The factions had last week declared that they had seized the city and forced ISIS to withdraw.
Fighters from Lebanon’s “Hezbollah” in Syria, who joined forces with Iraqi militias crossing the border into Syria, were taken by surprise by terrorists hiding inside tunnels in the heart of the city they said they had taken on Wednesday, tribal leaders, residents and the Observatory said.
“Hezbollah” and the Iraqi groups had launched a ground offensive on the city, in Syria’s eastern Deir al-Zour province where the Euphrates river meets, after months of mainly heavy Russian bombardment against the city that killed dozens of civilians and caused widespread destruction.
“ISIS began surprise attacks with suicide bombers and rocket attacks after the Iranian factions were duped that it had left the city,” said Qahtan Ghanam al Ali, a tribal leader in touch with relatives.

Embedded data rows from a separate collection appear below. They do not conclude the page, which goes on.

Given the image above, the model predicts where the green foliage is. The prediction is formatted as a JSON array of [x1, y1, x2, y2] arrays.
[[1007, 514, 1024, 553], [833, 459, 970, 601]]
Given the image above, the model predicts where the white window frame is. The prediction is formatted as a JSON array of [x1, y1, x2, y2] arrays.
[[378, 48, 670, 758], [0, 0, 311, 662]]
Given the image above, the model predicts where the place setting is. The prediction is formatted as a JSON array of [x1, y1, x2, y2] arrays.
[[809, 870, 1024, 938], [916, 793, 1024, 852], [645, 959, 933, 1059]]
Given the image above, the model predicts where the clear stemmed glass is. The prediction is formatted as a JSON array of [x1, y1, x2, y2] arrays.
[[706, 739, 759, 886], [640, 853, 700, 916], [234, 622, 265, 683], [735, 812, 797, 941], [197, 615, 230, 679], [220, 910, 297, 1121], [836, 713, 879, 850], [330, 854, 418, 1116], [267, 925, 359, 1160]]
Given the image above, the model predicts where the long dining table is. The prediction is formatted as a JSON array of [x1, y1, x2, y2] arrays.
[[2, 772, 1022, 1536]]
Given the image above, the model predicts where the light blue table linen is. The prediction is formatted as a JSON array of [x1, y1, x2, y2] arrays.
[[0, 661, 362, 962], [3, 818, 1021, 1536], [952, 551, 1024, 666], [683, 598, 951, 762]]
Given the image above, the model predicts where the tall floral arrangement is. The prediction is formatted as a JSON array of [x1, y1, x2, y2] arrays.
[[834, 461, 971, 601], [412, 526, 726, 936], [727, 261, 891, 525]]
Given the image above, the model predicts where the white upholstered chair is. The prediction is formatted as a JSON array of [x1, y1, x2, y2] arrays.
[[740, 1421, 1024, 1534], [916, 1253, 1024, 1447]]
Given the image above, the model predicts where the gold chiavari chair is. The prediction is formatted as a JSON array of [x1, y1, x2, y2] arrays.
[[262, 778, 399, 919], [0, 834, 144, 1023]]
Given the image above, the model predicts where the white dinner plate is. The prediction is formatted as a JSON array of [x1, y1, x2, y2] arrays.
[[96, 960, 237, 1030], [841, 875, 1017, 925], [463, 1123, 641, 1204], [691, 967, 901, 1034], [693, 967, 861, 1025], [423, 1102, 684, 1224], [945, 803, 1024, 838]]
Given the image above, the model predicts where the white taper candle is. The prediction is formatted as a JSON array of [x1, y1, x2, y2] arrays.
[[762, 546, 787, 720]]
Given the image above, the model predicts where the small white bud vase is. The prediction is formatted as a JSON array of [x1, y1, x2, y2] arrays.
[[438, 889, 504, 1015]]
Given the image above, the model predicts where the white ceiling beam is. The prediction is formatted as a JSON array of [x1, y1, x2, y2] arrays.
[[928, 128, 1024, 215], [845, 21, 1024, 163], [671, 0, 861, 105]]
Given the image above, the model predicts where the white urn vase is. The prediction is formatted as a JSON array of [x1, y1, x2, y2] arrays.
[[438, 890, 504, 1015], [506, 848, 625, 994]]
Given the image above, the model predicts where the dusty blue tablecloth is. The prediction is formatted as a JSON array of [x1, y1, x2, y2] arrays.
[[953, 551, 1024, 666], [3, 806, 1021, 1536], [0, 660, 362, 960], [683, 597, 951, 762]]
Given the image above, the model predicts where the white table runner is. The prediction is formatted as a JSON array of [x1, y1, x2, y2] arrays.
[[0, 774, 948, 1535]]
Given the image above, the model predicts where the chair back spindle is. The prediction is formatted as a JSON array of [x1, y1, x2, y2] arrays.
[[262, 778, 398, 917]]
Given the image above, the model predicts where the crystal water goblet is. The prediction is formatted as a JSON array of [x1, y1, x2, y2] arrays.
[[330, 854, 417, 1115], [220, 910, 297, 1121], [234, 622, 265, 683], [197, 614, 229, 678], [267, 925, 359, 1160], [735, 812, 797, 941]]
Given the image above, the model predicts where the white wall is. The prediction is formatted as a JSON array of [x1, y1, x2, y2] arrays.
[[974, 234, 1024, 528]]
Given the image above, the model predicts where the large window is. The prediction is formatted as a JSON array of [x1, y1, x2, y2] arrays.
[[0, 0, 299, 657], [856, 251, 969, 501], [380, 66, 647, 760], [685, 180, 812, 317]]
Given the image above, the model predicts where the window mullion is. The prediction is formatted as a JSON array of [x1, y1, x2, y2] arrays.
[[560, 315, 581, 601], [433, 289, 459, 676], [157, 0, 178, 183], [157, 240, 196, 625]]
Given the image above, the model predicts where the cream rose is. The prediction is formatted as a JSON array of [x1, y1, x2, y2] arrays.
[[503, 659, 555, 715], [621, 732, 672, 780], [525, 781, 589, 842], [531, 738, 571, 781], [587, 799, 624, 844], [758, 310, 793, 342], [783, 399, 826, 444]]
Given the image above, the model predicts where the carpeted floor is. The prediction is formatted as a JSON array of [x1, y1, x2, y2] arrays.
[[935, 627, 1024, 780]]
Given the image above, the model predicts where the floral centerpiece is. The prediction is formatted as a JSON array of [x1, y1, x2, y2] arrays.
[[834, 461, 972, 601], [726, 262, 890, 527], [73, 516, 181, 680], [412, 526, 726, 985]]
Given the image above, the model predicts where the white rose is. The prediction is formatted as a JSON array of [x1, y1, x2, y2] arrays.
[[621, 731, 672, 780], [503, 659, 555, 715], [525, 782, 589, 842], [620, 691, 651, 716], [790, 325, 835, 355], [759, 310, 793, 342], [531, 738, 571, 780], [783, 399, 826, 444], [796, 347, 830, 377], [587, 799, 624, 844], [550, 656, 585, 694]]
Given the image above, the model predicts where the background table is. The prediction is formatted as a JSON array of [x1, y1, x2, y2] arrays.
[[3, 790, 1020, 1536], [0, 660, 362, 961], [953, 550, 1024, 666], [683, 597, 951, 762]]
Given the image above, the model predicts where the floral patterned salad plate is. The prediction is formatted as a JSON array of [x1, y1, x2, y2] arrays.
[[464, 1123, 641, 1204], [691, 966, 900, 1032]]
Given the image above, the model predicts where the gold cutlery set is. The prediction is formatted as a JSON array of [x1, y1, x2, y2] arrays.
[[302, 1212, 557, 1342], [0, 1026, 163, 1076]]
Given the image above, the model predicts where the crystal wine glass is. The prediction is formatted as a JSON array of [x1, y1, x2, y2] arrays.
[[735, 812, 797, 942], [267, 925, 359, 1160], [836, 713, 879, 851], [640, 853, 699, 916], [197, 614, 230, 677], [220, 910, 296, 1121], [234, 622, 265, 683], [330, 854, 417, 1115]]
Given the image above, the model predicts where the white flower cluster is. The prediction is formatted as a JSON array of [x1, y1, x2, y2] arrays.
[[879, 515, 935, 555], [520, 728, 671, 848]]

The Syrian regime forces had on Thursday declared victory over ISIS. It said the capture of Albu Kamal marked the collapse of the organization’s three-year reign in the region.
“These militant attacks lead to big human losses in the ranks of fighters supporting the regime,” the UK-based Observatory said.
On Sunday, jets believed to be Russian intensified their third day of bombing of Albu Kamal and its outskirts, with at least 50 civilians, mostly women and children, killed since Friday, the monitor and residents said.
In retaliation for their losses, Iranian factions, who were forced to withdraw shelled villages east of the city where hundreds of families who fled Albu Kamal had found temporary refuge, the monitor continued.
In one air strike on the town of Sukariya, east of the city, at least 30 people were killed, mostly women and children from three families, two former residents of the city in contact with relatives said.
Military experts and Syrian opposition figures say Russia has stepped up a “scorched earth” policy in the province with its aerial bombing in recent months to secure a rapid military victory at any price for its military and its allies.